Calcitonin gene-related peptide (CGRP) receptor antagonist treatment of migraine
Gras
, p. 869 - 879 (2020/01/21)
Migraine is ranked as the sixth cause of years lost due to disability, with around 1.04 billion migraine sufferers globally. Triptans are considered the standard for acute migraine treatment, but an important number of migraineurs do not respond to them and these drugs are contraindicated in patients with cardiovascular disease. Migraine therapy is currently undergoing tremendous development, i.e., 5-HT1F receptor agonists (ditans), anti-calcitonin gene-related peptide (CGRP) monoclonal antibodies, and small-molecule CGRP receptor antagonists (gepants). Ubrogepant (MK-1620) is a small-molecule, potent and selective CGRP receptor antagonist.

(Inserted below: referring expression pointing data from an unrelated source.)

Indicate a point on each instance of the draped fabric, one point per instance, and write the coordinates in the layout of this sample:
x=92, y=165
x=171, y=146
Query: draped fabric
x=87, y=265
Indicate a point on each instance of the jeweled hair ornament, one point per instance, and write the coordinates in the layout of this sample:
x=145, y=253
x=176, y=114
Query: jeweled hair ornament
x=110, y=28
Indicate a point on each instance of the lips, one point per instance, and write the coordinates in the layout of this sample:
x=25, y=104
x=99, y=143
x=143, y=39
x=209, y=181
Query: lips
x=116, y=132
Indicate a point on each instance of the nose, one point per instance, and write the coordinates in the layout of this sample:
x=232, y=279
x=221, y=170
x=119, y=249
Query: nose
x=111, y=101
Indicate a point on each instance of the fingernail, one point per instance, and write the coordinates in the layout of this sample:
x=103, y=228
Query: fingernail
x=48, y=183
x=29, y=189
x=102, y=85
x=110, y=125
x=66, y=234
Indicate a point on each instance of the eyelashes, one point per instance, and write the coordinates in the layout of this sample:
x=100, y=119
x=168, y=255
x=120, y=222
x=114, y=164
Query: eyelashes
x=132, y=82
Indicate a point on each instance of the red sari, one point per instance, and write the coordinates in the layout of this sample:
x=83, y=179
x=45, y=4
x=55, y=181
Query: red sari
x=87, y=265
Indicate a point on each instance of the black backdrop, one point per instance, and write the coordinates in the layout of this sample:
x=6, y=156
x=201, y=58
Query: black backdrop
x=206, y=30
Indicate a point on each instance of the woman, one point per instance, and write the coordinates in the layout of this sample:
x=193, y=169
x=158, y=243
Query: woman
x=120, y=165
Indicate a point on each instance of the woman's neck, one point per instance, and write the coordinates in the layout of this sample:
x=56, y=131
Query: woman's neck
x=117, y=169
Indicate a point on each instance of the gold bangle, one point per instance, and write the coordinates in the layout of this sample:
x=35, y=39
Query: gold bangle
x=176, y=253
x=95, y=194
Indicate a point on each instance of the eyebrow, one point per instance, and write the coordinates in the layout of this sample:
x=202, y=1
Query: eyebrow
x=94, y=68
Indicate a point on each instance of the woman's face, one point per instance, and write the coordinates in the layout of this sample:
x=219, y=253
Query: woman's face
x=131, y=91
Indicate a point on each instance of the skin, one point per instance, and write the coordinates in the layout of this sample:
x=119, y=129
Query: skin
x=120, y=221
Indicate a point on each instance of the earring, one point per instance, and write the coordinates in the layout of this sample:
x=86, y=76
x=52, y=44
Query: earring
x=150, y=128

In two phase III clinical trials (ACHIEVE I and II), ubrogepant showed, at 2 hours, significant percentages of pain freedom, and absence of the most bothersome symptoms in migraine patients. In a phase III study to assess the long-term (52-week) safety and tolerability, ubrogepant displayed good tolerability, and no signs of hepatic toxicity. In March 2019, the U.S. Food and Drug Administration accepted the new drug application (NDA) for ubrogepant for the acute treatment of migraine.